But there are others who seem only to fear, or to have very little joy in religion. These are in a more hopeful state than those who only joy and do not fear at all; yet they are not altogether in a right state. However, they are in an interesting state. I purpose to describe it now, and to make some remarks upon it.
It is certainly the duty, as it is the privilege, of every Christian to have his heart so fixed on Christ as to desire his coming; yet, alas! it too often happens that when we say, "Thy kingdom come," our sins rise up before our minds, and make our words falter. Now the persons I speak of are in so sad and uncomfortable a state of mind, as to be distressed whenever they think of the next world. They may be well-living, serious persons, and have ever been such from their youth; yet they have an indefinite sense of guilt on their minds, a consciousness of their own miserable failings and continual transgressions, such as annoys and distresses them, as a wound or sore might, when they think of Christ's coming in judgment. A sense of guilt, indeed, every one, the best of us, must have. I am not blaming that, but I speak of such a sense as hinders those who feel it from rejoicing in the Lord. They have one thought alone before their minds, the great irregularity of their lives; they come to Church, and try to attend, but their thoughts wander; the day passes, and it seems to them unprofitable. They have done God no service. Or again, they have some natural failing which breaks out from time to time, and grievously afflicts them on recollection. Perhaps they are passionate, and are ever saying what they are sorry for afterwards; or they are ill-tempered, and from time to time put every thing about them into confusion, and make every one unhappy by their gloomy looks and sullen words; or they are slothful, and with difficulty moved to do any thing, and they are ever lamenting wasted hours, and opportunities lost. The consequence is, that their religion is a course of sorrowful attempting and failing, self-reproach, and dryness of spirits. They are deeply sensible how good God is, and how wonderful His providence; they really feel very grateful, and they really put their trust where it should be put. But their faith only leads them to see that judgment is a fearful thing, and their sense of God's mercies to say, "How little grateful am I." They hear of the blessings promised to God's true servants after death, and they say, "Oh, how unprepared am I to receive them."
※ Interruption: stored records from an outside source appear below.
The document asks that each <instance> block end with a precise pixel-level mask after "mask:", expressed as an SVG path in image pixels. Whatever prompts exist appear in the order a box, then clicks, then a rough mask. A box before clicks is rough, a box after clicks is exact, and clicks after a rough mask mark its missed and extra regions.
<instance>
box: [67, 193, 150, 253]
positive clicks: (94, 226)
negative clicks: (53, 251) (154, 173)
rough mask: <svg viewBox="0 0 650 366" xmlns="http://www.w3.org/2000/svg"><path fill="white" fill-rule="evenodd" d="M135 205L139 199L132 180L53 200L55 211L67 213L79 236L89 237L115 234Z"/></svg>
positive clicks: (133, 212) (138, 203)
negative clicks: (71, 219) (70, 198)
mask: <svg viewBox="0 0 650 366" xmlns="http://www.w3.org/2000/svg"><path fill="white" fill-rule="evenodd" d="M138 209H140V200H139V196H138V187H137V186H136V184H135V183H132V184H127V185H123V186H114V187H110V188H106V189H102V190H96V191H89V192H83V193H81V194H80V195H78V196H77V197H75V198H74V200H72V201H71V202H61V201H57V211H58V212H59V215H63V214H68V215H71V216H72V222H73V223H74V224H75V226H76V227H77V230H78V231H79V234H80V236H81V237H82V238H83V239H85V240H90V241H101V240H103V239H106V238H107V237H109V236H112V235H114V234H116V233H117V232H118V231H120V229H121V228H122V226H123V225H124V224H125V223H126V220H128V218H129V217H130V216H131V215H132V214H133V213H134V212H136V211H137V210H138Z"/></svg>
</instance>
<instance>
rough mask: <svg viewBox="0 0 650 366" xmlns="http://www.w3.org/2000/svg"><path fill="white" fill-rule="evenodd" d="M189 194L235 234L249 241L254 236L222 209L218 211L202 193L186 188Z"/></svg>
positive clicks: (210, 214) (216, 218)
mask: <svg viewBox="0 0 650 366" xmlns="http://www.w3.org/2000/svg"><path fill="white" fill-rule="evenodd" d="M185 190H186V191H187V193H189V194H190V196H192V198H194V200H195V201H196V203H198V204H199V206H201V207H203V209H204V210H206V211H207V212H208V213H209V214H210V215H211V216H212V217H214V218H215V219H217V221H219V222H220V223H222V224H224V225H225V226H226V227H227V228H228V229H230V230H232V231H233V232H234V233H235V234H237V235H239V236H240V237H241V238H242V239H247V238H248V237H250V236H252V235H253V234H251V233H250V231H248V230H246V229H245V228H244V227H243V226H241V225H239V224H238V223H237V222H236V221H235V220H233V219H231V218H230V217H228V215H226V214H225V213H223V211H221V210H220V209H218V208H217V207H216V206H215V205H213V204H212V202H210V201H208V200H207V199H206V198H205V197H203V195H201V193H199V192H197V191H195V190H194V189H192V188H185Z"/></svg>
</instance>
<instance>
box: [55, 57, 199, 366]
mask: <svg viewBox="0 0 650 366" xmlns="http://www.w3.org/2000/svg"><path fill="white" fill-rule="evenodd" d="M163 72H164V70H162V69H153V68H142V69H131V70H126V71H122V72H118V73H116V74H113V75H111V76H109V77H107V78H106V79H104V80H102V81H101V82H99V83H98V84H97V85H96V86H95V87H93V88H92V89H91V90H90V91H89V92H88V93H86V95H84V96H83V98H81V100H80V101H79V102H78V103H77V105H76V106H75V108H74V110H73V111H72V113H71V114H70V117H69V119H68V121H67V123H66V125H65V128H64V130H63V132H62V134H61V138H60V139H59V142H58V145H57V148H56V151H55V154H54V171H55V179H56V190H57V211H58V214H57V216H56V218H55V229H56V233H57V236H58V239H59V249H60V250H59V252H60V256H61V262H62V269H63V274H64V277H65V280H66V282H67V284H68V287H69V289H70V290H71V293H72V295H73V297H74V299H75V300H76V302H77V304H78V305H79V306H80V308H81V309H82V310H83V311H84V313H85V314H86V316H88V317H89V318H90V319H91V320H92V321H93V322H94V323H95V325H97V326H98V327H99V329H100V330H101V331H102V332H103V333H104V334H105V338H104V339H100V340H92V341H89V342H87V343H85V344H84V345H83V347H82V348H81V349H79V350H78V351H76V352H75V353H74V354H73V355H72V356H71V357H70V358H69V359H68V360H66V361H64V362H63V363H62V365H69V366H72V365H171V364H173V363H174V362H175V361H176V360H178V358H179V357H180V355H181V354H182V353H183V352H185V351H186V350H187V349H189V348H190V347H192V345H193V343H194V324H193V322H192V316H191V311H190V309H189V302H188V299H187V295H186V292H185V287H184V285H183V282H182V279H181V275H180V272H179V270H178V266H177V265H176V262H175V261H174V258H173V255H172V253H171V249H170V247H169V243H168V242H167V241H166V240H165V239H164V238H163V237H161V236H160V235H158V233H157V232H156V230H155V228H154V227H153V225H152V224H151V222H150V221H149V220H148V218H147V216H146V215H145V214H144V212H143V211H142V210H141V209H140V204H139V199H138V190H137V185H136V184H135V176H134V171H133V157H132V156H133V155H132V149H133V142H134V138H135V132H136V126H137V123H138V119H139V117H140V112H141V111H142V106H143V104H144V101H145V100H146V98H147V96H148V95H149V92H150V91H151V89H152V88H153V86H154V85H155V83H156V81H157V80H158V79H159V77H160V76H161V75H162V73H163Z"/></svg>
Now no one will fancy, I should trust, that I am saying any thing in disparagement of such feelings; they are very right and true. I only say they should not be the whole of a man's religion. He ought to have other and more cheerful feelings too. No one on earth is free from imperfection and sin, no one but has much continually to repent of; yet St. Paul bids us "rejoice in the Lord alway;" and in the text, he describes Christians as having peace with God and rejoicing in hope of His glory. Sins of infirmity, then, such as arise from the infection of our original nature, and not from deliberation and wilfulness, have no divine warrant to keep us from joy and peace in believing.